Interestingly, in this boundary-bending book, Egan chooses two epigraphs from Proust's In Search of Lost Time. Despite her innovations, Egan's themes are classic: our human longing to master time, to escape its inexorable passage through fame, immortality, or redemption. "Time's a goon," observes one character, who has become more of a relic than a rock star. Yet, time not only wounds heels, it heals some wounds.

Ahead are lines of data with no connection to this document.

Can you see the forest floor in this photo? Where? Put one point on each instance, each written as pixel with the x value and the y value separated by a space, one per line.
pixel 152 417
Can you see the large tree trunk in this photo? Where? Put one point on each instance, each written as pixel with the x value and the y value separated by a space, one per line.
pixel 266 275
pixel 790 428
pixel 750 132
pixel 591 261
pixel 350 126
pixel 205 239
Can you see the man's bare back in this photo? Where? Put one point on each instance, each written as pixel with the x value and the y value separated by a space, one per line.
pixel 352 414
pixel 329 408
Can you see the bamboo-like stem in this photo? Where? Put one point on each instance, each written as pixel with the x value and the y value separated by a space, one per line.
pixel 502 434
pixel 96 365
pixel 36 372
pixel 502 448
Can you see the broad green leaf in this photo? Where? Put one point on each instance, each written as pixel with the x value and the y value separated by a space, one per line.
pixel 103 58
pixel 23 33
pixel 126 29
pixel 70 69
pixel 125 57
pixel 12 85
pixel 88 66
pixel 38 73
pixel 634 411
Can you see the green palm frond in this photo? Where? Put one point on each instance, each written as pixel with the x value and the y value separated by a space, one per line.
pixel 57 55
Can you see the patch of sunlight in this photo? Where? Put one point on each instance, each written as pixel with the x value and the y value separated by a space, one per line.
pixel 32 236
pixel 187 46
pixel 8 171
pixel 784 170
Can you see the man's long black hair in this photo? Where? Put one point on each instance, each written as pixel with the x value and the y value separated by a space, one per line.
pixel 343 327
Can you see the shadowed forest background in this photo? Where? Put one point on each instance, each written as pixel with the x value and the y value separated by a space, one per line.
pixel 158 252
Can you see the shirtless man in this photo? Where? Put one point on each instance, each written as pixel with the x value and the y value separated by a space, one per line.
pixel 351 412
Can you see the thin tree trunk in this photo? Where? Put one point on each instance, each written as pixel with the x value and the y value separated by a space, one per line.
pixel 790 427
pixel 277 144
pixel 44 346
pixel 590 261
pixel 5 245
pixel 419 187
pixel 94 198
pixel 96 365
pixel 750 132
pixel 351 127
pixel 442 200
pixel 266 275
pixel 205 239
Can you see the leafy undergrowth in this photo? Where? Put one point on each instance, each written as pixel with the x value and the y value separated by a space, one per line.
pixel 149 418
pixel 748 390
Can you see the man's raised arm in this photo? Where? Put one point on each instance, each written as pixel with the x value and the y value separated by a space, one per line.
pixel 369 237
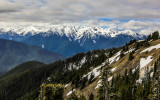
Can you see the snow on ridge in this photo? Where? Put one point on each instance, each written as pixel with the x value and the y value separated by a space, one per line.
pixel 77 66
pixel 76 32
pixel 150 48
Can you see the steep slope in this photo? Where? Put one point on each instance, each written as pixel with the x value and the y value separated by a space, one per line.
pixel 83 74
pixel 27 84
pixel 14 53
pixel 133 68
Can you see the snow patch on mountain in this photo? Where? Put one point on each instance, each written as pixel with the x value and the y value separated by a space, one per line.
pixel 151 48
pixel 72 32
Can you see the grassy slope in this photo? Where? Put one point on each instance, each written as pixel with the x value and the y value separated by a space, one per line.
pixel 121 65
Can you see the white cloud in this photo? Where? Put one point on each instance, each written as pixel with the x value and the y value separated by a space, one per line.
pixel 84 12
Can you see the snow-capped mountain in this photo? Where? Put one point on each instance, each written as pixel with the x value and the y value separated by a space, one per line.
pixel 70 31
pixel 68 40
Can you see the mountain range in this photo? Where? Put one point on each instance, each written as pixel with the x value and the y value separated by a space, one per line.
pixel 130 72
pixel 13 53
pixel 69 40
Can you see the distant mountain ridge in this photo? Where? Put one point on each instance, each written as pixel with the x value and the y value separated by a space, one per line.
pixel 69 40
pixel 13 53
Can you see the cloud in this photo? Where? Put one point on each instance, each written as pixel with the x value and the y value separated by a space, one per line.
pixel 8 7
pixel 84 12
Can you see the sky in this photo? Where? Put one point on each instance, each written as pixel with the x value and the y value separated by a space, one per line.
pixel 136 15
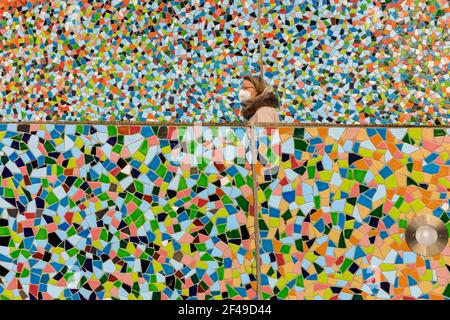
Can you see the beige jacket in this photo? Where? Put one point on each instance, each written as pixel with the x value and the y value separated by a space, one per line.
pixel 264 114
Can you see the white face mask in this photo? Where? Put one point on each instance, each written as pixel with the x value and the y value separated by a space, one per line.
pixel 244 95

Egan's handling of time can be jarring or brilliant. An irritating habit of lurching out of a scene to project what happens to a character is distracting and defuses power. Spending too much time on peripheral characters also diminishes this otherwise exceptional book. Yet, the risk of including the lengthy visual "slide journal" of Sasha's 12-year-old daughter (the interlude in PowerPoint) is unnervingly moving. The graphic element not only depicts time's passage, it also embodies it; this is new media redeemed and redemptive. The novel's climax, which zooms into the future to 2021, is a stunner.
What is wonderful and bracing about Egan is that she cares about freedom, risk and venturing into new territory more than about producing the perfect, pretty package. Many well-crafted novels are dead; many wonderful novels have ragged edges. Remember, novel means new. Though contemporary life can be numbing, Egan's edgy novel is flexible and alive, the perfect antidote.
Ami Sands Brodoff writes to the backbeat of her teen's basement band practice. She is nostalgic for vinyl and The Who, and is at work on a new novel, Faraway Nearby. Her latest book is, The White Space Between, winner of the Canadian Jewish Book Award for Fiction.